Some MAID deaths were driven by insufficient home care — “they come when they come but not when you need it,” one family member said — or drawn-out waits to see specialists.

“My mom needed psychiatric help,” reads one transcribed interview. “My mom was a victim of a broken healthcare system. My mom had been trying to see specialists for months and months and months (for a brain injury)…. It got to the point she lost all hope.

“And so my mom ended her life because of desperation, not anything to do with dignity.”

“Although many participants experienced respectful, caring and compassionate interactions with healthcare professionals involved in the MAID process, others did not, adding to already stressful and intense emotions,” the researchers wrote in BMC Palliative Care.

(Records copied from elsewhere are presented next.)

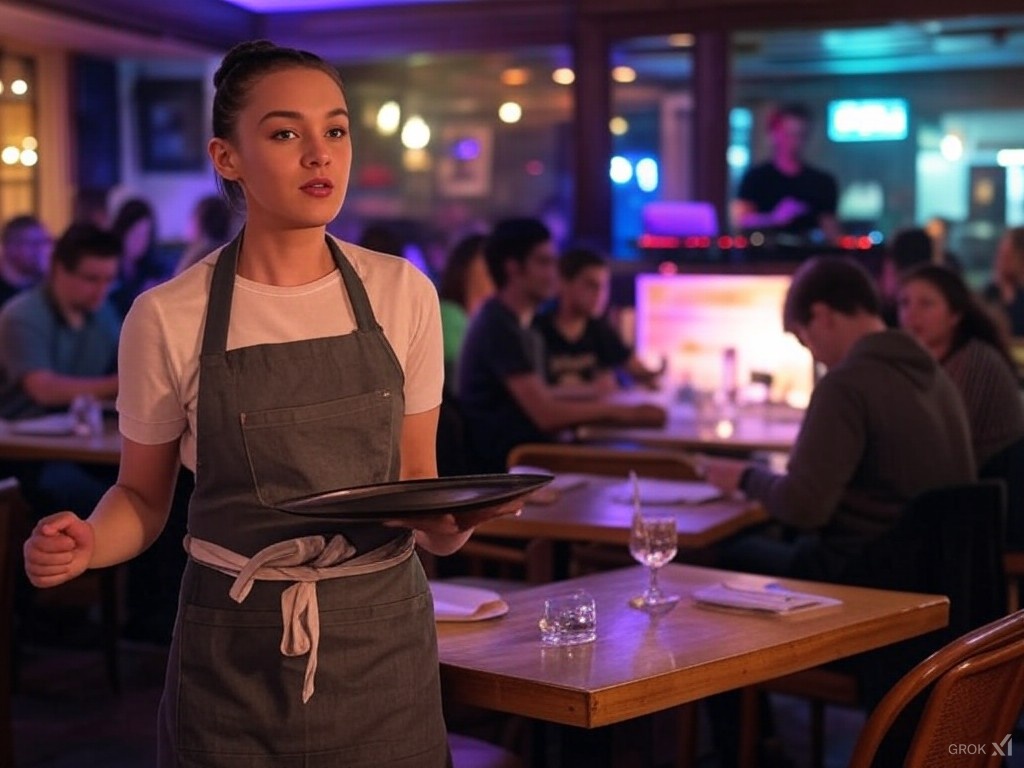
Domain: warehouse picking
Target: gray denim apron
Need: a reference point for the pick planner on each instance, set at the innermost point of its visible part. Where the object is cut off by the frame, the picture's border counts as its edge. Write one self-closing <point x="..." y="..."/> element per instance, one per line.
<point x="276" y="422"/>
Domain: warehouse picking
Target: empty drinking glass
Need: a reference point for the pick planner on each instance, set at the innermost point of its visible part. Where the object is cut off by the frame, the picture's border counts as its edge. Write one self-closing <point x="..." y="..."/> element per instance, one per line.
<point x="568" y="620"/>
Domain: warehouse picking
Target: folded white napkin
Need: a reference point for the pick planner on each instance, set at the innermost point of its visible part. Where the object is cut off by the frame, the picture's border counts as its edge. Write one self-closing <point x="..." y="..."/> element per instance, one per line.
<point x="51" y="424"/>
<point x="456" y="602"/>
<point x="654" y="492"/>
<point x="757" y="593"/>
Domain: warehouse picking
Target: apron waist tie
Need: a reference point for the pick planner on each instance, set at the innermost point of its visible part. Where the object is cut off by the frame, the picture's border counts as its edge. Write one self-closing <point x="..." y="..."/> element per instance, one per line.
<point x="305" y="561"/>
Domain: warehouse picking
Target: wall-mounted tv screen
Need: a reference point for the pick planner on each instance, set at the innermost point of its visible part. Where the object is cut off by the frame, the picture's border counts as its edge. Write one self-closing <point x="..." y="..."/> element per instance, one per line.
<point x="867" y="120"/>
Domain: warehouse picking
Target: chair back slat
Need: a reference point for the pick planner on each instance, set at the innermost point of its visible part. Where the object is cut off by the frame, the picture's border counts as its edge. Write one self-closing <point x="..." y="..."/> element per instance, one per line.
<point x="13" y="529"/>
<point x="975" y="693"/>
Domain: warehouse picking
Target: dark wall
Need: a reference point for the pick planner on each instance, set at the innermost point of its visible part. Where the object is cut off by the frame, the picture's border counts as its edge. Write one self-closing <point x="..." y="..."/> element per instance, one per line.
<point x="96" y="116"/>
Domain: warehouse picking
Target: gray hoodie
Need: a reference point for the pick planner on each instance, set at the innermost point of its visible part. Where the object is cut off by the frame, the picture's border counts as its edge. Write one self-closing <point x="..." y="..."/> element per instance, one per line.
<point x="882" y="426"/>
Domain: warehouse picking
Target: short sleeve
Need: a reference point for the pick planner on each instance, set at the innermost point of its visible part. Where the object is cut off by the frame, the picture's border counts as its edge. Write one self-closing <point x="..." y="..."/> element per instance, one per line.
<point x="150" y="407"/>
<point x="425" y="359"/>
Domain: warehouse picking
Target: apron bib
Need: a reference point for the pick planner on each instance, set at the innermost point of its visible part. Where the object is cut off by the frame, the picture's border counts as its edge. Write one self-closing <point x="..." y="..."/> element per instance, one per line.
<point x="276" y="422"/>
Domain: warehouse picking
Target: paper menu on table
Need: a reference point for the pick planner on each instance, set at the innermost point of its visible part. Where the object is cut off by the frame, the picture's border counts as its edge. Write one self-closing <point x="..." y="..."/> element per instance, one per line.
<point x="762" y="594"/>
<point x="457" y="602"/>
<point x="656" y="492"/>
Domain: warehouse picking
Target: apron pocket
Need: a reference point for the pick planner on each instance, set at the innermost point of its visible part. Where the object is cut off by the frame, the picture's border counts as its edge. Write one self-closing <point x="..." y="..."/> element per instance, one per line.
<point x="296" y="452"/>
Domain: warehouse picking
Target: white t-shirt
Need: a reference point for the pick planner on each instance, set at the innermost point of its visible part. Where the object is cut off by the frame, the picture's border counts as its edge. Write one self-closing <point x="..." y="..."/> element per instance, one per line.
<point x="158" y="357"/>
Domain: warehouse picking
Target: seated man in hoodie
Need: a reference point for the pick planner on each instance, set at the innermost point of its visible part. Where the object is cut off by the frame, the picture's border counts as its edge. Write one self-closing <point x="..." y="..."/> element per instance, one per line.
<point x="883" y="425"/>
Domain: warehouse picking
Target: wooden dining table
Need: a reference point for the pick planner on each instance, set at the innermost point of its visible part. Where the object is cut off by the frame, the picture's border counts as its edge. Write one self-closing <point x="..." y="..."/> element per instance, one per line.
<point x="641" y="665"/>
<point x="738" y="431"/>
<point x="596" y="511"/>
<point x="98" y="449"/>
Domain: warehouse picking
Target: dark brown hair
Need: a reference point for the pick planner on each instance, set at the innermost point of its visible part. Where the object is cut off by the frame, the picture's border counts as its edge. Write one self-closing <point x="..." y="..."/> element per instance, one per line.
<point x="241" y="68"/>
<point x="83" y="240"/>
<point x="837" y="282"/>
<point x="975" y="323"/>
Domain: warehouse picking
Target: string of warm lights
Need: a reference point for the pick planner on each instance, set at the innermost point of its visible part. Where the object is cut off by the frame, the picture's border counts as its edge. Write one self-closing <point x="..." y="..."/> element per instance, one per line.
<point x="15" y="88"/>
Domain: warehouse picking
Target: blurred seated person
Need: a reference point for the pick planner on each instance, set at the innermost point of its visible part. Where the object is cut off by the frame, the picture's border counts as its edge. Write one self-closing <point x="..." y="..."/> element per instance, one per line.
<point x="908" y="248"/>
<point x="212" y="226"/>
<point x="135" y="225"/>
<point x="937" y="308"/>
<point x="884" y="424"/>
<point x="938" y="229"/>
<point x="504" y="396"/>
<point x="465" y="285"/>
<point x="58" y="341"/>
<point x="785" y="196"/>
<point x="583" y="352"/>
<point x="1006" y="292"/>
<point x="25" y="255"/>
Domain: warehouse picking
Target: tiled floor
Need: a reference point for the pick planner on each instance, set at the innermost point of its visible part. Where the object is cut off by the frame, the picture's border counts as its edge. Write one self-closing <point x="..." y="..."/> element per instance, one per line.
<point x="67" y="717"/>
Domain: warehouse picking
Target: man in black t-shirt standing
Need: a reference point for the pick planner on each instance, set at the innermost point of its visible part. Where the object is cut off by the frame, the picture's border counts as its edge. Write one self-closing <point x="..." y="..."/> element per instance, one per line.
<point x="785" y="196"/>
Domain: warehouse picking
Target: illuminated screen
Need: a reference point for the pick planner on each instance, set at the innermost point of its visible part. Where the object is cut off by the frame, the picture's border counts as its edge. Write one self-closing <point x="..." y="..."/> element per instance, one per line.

Some families described hasty assessments done over Zoom, without deep discussions about alternatives and supports families could offer to help, and “what felt like a rapid assessment-to-provision timeline, which contributed to concerns that MAID may have occurred prematurely.”

Canada’s law requires two assessors to agree a person is eligible for MAID. But some families said the second assessor seemed to simply “rubber stamp” the first assessor’s decision.

Concerned were raised about the accuracy of assessments, including whether mental health issues were fully addressed. A two-page list compiled by one family of their father’s history of depression, suicidality, personality traits and other suspected mental illnesses was largely ignored.

Several families described being ill-prepared for the day of the MAID provision. “I was somewhat traumatized. Not somewhat. I was,” one said.

“I was disturbed at how long the process took. Yeah, how long the process took. And it’s very raw. Your first injection, second injection, third, fourth. It goes on.”

Some participants described dispassionate care and a “cold, uncaring, unempathetic” MAID provider. “Booking our MAID date was like booking a dinner reservation. So, it’s just all very, very, very impersonal.”

What one family found most off-putting was that the MAID provider seemed strangely “cheerful about it.”



Euthanasia covers a multitude of bureaucratic sins:

In Winnipeg, some patients are waiting 20 hours or more to receive care. On Thursday afternoon, the children's hospital CHEO in Ottawa had an estimated wait time of 15 hours and 47 minutes for non-urgent patients; in Summerside, P.E.I., the estimated wait time for non-urgent patients on Wednesday was more than 10 hours.

Meanwhile, the latest statistics published by Ontario Health show that patients who came to an ER in January and were admitted to hospital spent on average 20.3 hours in the emergency department before getting a bed in a ward. The average time spent on a stretcher in ERs across Quebec on Tuesday was 18 hours.

Doctors in Alberta have called for the province to declare a state of emergency over the overcrowding affecting emergency rooms, calling the situation a "crisis state."